Why can't my public class extend an internal class?

David picture David · Sep 2, 2010 · Viewed 19.7k times · Source

I really don't get it.

If the base class is abstract and only intended to be used to provide common functionality to public subclasses defined in the assembly, why shouldn't it be declared internal?

I don't want the abstract class to be visible to code outside the assembly. I don't want external code to know about it.

Answer

Eric Lippert picture Eric Lippert · Sep 2, 2010

UPDATE: This question was the subject of my blog on November 13th of 2012. See it for some more thoughts on this issue. Thanks for the great question!


You're right; it doesn't have to be that way. Other OO languages allow "private inheritance", whereby the fact that D inherits from B can only be taken advantage of by code that has the ability to see B.

This was a design decision of the original C# designers. Unfortunately I am away from my desk right now - I'm taking a couple of days off for the long weekend - so I don't have the language design notes from 1999 in front of me. If I think of it when I get back I'll browse them and see if there is a justification for this decision.

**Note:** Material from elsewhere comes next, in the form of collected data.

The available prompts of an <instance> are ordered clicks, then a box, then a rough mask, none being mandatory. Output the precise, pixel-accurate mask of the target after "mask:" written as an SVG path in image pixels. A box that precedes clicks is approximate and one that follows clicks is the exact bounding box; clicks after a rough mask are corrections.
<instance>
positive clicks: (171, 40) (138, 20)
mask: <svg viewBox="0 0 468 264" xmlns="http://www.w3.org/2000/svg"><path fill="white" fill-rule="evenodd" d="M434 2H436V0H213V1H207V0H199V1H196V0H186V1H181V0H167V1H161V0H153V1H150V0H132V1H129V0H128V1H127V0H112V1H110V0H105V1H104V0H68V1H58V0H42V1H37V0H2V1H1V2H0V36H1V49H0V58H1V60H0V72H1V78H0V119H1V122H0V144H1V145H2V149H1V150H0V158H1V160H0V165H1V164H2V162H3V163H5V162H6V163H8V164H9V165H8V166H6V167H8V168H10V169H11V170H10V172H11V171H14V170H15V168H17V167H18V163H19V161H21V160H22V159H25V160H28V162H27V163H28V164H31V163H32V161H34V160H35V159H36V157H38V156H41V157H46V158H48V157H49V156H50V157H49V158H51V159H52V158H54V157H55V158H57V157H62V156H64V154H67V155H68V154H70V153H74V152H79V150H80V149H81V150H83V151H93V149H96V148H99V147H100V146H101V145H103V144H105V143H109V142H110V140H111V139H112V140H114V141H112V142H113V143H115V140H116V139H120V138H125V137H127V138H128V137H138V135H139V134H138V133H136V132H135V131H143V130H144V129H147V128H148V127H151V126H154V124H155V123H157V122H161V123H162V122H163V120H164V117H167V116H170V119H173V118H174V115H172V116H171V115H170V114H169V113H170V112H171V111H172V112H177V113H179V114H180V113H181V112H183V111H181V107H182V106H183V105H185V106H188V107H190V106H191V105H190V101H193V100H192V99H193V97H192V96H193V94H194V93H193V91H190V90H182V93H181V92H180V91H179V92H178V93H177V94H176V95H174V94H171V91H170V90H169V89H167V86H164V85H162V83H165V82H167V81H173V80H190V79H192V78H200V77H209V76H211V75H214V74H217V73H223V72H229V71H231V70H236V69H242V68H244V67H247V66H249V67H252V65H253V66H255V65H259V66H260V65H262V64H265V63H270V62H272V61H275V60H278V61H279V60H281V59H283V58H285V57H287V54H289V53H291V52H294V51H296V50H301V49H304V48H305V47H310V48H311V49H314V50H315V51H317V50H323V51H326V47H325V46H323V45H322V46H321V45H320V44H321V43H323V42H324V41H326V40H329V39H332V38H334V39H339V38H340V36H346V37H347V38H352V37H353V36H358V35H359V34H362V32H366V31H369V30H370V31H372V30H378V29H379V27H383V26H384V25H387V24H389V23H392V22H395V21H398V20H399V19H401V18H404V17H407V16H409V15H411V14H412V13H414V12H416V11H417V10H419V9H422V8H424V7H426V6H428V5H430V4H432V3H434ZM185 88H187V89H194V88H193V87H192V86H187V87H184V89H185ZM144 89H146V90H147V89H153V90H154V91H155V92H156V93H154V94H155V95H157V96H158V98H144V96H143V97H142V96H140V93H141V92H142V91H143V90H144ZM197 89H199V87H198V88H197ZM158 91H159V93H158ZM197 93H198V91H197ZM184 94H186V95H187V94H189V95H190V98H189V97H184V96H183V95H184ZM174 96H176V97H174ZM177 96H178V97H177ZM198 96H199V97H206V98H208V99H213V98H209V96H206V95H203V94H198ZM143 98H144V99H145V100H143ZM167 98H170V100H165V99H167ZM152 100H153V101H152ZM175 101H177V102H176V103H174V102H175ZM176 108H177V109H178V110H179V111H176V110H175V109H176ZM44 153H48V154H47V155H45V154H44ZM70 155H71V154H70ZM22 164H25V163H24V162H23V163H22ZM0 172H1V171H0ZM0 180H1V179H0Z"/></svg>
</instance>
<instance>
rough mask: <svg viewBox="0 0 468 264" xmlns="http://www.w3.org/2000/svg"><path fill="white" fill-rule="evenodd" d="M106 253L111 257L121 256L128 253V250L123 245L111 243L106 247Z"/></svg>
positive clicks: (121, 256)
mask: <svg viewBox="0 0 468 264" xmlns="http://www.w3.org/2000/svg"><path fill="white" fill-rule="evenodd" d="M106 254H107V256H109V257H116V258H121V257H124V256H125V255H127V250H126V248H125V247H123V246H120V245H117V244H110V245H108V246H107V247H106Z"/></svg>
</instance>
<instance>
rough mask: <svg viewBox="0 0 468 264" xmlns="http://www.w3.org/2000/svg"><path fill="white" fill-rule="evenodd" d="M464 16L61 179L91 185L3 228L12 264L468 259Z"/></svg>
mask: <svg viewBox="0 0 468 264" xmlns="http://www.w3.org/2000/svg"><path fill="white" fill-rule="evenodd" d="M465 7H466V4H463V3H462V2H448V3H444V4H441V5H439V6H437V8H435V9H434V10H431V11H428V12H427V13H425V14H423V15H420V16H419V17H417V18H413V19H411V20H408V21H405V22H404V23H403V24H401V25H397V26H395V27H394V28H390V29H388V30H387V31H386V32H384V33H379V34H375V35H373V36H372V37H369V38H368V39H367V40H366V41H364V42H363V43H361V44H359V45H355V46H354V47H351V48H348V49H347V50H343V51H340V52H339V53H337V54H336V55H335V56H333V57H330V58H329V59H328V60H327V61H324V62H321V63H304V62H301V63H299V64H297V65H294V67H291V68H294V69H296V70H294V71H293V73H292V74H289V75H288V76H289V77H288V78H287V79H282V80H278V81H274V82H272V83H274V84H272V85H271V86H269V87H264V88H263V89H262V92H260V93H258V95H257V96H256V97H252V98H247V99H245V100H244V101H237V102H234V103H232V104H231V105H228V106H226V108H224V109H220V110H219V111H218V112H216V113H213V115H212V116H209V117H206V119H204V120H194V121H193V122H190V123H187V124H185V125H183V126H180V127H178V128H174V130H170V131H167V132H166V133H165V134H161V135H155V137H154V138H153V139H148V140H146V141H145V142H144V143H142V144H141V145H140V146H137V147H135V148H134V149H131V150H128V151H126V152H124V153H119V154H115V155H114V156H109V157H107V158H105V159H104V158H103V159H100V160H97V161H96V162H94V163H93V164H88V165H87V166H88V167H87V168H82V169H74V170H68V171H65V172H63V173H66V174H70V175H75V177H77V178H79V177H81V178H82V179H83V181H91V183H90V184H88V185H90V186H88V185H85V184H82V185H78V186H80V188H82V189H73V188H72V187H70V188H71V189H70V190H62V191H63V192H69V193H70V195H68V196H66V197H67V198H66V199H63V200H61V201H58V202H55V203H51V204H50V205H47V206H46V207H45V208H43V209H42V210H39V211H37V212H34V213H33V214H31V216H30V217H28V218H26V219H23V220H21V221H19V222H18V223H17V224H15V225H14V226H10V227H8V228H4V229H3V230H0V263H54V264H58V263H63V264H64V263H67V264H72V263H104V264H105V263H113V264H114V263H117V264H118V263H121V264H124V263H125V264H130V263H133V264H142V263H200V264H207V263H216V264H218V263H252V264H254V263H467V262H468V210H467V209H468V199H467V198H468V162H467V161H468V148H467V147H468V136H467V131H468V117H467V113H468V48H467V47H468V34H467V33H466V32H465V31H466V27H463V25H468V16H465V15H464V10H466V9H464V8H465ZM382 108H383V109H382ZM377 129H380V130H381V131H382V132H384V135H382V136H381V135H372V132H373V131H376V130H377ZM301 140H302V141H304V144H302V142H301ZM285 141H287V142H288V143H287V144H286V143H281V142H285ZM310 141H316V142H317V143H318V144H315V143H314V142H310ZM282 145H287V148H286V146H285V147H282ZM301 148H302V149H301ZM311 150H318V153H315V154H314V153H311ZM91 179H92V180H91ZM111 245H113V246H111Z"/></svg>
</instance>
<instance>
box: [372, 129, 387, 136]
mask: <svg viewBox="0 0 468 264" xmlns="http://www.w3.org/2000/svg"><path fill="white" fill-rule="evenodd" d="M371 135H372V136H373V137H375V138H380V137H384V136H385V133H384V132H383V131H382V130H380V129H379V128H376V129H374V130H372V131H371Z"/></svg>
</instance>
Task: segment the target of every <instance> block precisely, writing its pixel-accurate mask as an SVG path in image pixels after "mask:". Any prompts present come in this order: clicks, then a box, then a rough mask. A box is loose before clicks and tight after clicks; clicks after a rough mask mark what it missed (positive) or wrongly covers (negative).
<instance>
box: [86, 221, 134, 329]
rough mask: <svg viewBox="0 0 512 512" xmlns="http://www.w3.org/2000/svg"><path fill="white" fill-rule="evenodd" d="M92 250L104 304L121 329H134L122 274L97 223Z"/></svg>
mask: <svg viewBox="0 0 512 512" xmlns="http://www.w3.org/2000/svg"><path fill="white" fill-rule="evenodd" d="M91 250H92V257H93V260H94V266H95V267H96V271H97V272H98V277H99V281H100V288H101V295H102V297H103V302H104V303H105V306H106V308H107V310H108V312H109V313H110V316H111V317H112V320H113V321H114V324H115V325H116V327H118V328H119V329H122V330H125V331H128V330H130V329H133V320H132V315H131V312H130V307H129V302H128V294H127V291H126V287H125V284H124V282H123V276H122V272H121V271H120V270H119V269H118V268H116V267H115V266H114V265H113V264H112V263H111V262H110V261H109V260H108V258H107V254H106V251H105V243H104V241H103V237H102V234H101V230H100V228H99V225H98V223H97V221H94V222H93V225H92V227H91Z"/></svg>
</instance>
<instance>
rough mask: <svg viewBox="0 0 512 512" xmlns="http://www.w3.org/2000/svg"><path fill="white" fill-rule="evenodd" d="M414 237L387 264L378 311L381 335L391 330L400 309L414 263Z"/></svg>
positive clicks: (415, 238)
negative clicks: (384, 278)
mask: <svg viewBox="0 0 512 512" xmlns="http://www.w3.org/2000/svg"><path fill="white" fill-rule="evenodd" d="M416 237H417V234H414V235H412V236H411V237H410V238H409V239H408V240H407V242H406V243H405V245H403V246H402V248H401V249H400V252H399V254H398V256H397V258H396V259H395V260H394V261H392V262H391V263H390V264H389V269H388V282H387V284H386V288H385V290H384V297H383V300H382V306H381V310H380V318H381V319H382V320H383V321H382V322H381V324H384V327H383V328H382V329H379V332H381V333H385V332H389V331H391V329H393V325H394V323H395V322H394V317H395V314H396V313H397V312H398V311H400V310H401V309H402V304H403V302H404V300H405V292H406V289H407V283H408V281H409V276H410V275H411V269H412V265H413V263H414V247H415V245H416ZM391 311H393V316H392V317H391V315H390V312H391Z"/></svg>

My personal opinion is that inheritance should be used to represent "is a kind of" relationships; that is, inheritance should represent the semantics of the domain being modelled in the language. I try to avoid situations where inheritance is used as a code sharing mechanism. As others have mentioned, it's probably best to prefer composition to inheritance if what you want to represent is "this class shares implementation mechanisms with other classes".